If the slope of one line in the pair `ax^(2)+4xy+y^(2)=0` is three times the other, then a =

To solve the problem, we need to find the value of \( a \) given that the slopes of the lines represented by the equation \( ax^2 + 4xy + y^2 = 0 \) have a specific relationship.
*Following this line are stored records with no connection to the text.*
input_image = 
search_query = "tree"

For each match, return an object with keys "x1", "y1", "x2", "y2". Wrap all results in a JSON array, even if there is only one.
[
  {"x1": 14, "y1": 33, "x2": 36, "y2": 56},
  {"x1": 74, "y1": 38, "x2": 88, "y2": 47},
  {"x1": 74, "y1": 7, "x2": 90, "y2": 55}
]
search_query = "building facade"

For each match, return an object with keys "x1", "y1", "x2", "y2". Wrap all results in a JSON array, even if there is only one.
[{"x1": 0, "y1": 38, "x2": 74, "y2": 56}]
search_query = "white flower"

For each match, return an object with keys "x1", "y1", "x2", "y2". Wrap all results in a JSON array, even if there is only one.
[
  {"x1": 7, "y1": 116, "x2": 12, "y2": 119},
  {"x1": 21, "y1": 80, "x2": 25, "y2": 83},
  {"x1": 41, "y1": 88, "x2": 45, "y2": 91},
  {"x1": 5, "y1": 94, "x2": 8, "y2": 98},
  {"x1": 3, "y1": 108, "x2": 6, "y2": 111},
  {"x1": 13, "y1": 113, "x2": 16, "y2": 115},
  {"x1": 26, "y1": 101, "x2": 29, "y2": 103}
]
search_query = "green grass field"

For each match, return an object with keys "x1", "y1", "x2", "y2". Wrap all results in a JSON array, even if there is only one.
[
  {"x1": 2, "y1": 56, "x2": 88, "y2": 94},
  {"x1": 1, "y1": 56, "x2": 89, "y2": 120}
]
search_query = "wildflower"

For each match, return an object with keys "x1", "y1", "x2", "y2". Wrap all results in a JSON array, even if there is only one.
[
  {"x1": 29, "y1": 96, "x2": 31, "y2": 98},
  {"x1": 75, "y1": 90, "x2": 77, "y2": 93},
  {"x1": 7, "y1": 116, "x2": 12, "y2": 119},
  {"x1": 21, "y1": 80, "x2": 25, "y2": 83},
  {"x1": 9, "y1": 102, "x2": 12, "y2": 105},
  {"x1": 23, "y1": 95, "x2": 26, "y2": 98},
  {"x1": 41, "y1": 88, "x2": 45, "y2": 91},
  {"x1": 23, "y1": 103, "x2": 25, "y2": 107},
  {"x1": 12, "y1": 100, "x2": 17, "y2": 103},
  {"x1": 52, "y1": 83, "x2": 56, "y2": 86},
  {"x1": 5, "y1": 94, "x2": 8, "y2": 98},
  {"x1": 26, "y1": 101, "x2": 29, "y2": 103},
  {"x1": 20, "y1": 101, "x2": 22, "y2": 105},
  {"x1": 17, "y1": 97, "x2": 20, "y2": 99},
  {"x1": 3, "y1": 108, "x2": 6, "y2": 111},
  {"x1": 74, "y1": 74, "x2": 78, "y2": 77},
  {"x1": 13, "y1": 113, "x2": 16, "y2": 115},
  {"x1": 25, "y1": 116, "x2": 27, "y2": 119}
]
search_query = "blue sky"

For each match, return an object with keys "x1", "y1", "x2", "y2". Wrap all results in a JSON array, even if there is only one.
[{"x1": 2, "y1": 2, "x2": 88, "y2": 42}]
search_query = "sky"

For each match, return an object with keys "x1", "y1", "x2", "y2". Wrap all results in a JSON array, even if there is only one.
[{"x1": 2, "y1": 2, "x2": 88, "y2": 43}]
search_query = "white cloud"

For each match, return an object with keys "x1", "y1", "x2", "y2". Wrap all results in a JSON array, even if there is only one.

Let's break this down step by step. ### Step 1: Rewrite the given equation The equation of the pair of straight lines is given as: \[ ax^2 + 4xy + y^2 = 0 \] We can divide the entire equation by \( x^2 \) (assuming \( x \neq 0 \)): \[ a + \frac{4y}{x} + \frac{y^2}{x^2} = 0 \] Let \( m = \frac{y}{x} \). Then, we can rewrite the equation as: \[ m^2 + 4m + a = 0 \] ### Step 2: Identify the relationship between the slopes From the problem, we know that the slope of one line \( m_1 \) is three times the slope of the other line \( m_2 \): \[ m_1 = 3m_2 \] ### Step 3: Use the properties of the roots of the quadratic equation For the quadratic equation \( m^2 + 4m + a = 0 \): - The sum of the roots \( m_1 + m_2 \) is given by: \[ m_1 + m_2 = -\frac{b}{a} = -4 \] - The product of the roots \( m_1 m_2 \) is given by: \[ m_1 m_2 = \frac{c}{a} = a \] ### Step 4: Substitute \( m_1 \) in terms of \( m_2 \) Substituting \( m_1 = 3m_2 \) into the sum of the roots: \[ 3m_2 + m_2 = -4 \implies 4m_2 = -4 \implies m_2 = -1 \] ### Step 5: Find \( m_1 \) Now substituting \( m_2 = -1 \) back to find \( m_1 \): \[ m_1 = 3m_2 = 3(-1) = -3 \] ### Step 6: Use the product of the roots to find \( a \) Now, using the product of the roots: \[ m_1 m_2 = a \implies (-3)(-1) = a \implies a = 3 \] ### Conclusion Thus, the value of \( a \) is: \[ \boxed{3} \]